Popular voices: JBFqnCBsd6RMkjVDRZzb (George), EXAVITQu4vr4xnSDxMaL (Sarah), onwK4e9ZLuTAKqWW03F9 (Daniel), XB0fDUnXU5powFXDhCwa (Charlotte)

Turn eagerness: patient (waits longer for user to finish), normal, or eager (responds quickly)

See Agent Configuration for all options.

System Prompt Structure

Section the prompt with markdown headings — the model prioritizes and interprets instructions more reliably (prompting guide):

# Personality   – named character, 2-3 traits
# Environment   – where they work, who they talk to
# Tone          – vocal style as 4-5 bullets
# Goal          – what success looks like (numbered for multi-step flows)

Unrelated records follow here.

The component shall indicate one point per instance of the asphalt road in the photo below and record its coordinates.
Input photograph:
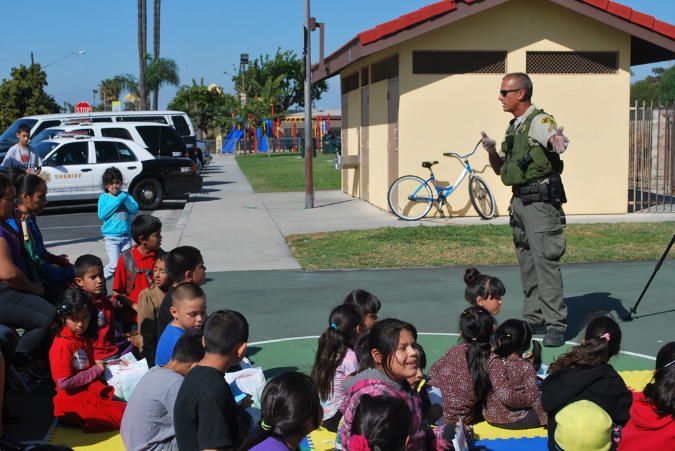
(81, 222)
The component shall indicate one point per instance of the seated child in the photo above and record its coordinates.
(652, 416)
(369, 303)
(432, 412)
(146, 232)
(189, 312)
(483, 290)
(462, 372)
(290, 410)
(148, 305)
(335, 360)
(584, 372)
(515, 340)
(583, 425)
(206, 414)
(390, 359)
(183, 264)
(110, 344)
(81, 398)
(148, 420)
(381, 423)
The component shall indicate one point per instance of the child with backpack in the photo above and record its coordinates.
(135, 266)
(115, 208)
(584, 373)
(391, 358)
(515, 346)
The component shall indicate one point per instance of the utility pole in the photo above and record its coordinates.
(309, 171)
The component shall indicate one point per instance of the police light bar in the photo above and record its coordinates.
(76, 135)
(75, 121)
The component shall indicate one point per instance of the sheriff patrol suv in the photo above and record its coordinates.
(73, 166)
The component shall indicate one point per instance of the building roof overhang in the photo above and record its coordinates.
(652, 40)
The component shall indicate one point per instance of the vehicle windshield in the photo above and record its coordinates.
(9, 137)
(44, 147)
(45, 134)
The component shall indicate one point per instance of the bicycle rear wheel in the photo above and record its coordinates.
(402, 202)
(481, 197)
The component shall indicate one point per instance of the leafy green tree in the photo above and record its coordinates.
(160, 72)
(667, 85)
(24, 95)
(287, 69)
(207, 107)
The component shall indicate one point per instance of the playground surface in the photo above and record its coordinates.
(250, 271)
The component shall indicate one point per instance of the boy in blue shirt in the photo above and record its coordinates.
(189, 312)
(115, 208)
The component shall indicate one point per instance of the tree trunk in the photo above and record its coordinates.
(142, 49)
(155, 29)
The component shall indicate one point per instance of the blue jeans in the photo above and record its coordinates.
(114, 246)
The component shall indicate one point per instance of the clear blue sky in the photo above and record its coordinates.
(207, 36)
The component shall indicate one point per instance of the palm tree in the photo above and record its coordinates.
(155, 29)
(160, 72)
(142, 48)
(110, 91)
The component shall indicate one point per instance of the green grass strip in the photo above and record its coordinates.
(281, 172)
(454, 245)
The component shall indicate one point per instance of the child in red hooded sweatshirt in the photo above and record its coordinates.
(81, 398)
(652, 416)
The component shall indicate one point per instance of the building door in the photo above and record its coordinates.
(364, 144)
(392, 130)
(344, 132)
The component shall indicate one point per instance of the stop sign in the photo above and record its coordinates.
(83, 107)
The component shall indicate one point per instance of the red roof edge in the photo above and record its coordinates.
(645, 20)
(407, 20)
(619, 10)
(664, 28)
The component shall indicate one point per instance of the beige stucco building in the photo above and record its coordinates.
(428, 83)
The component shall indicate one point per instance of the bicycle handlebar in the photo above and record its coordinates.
(450, 154)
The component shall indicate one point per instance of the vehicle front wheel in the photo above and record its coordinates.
(148, 194)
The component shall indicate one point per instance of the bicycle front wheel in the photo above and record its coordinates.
(481, 198)
(410, 198)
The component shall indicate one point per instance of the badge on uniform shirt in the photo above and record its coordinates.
(80, 359)
(549, 120)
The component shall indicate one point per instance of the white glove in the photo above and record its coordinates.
(489, 144)
(560, 141)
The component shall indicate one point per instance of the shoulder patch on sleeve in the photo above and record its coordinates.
(549, 120)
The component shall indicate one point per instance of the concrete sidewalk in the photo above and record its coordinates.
(239, 230)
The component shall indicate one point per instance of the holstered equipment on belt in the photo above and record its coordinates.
(532, 193)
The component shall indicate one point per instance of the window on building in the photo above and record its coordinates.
(350, 83)
(572, 62)
(387, 68)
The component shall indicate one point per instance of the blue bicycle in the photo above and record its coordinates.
(410, 197)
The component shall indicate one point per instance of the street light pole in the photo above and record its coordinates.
(309, 170)
(61, 59)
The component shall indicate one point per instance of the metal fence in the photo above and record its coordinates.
(651, 159)
(273, 145)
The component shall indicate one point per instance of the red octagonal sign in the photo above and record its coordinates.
(83, 107)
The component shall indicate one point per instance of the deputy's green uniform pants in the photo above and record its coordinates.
(540, 243)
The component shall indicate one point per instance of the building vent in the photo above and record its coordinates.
(364, 76)
(450, 62)
(350, 83)
(572, 62)
(385, 69)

Keep instructions short and action-based. Mark critical steps with "This step is important." For critical refusal/safety rules, include concise instructions in the prompt and also configure independent custom Guardrails via platform_settings.guardrails (see Guardrails).

Tools

Extend agents with webhook, client, or built-in system tools. Tools are defined inside conversation_config.agent.prompt:

Workspace environment variables can resolve per-environment server tool URLs, headers, and auth connections, and runtime system variables such as {{system__conversation_history}} can pass full conversation context into tool calls when needed.

"prompt": {
    "prompt": "You are a helpful assistant that can check the weather.",
    "llm": "gemini-2.0-flash",
    "tools": [
        # Webhook: server-side API call
        {"type": "webhook", "name": "get_weather", "description": "Get weather",
         "api_schema": {"url": "https://api.example.com/weather", "method": "POST",
             "request_body_schema": {"type": "object", "properties": {"location": {"type": "string"}}, "required": ["location"]}}},
        # Client: runs in the browser
        {"type": "client", "name": "show_product", "description": "Display a product",
         "parameters": {"type": "object", "properties": {"productId": {"type": "string"}}, "required": ["productId"]}}
    ],
    "built_in_tools": {
        "end_call": {},
        "transfer_to_number": {"transfers": [{"transfer_destination": {"type": "phone", "phone_number": "+1234567890"}, "condition": "User asks for human support"}]},
        "start_procedure": {}
    }
}

Client tools run in browser:

clientTools: {
  show_product: async ({ productId }) => {
    document.getElementById("product").src = `/products/${productId}`;
    return { success: true };
  }
}

See Client Tools Reference for complete documentation.

Built-in System Tools

Set under conversation_config.agent.prompt.built_in_tools. {} enables defaults; provide description to customize; omit to disable.

Tool	Enable for
`end_call`	All agents
`language_detection`	Multilingual agents
`transfer_to_number`	Phone-based human escalation
`transfer_to_agent`	Multi-agent workflows
`start_procedure`	Procedure-guided conversations
`end_procedure`	Completing active procedures
`skip_turn`	Tutoring / coaching (silent listening)
`voicemail_detection`	Outbound calling
`play_keypad_touch_tone`	IVR navigation

run_subagent is a system tool for delegating a task to another configured agent. Add it to conversation_config.agent.prompt.tools with params.system_tool_type: "run_subagent" and an agents array. Each entry requires agent_id and description; branch_id and a JSON-schema parameters object are optional.

Integration Tools

Pre-built connectors managed by the platform. Create a connection with credentials, then attach via tool_ids:

Integration	Use case
`calcom`	Scheduling appointments
`salesforce`	CRM lookups, case creation
`hubspot`	CRM, marketing, contacts
`zendesk`	Support ticketing

Three-step flow: POST /v1/convai/api-integrations/{id}/connections → GET /v1/convai/api-integrations/{id}/tools → POST /v1/convai/tools with api_integration_id and api_integration_connection_id. Attach to the agent with "prompt": {"tool_ids": ["tool_xxxx"]}. Inline tools and tool_ids can coexist — prefer an integration over a duplicate custom webhook.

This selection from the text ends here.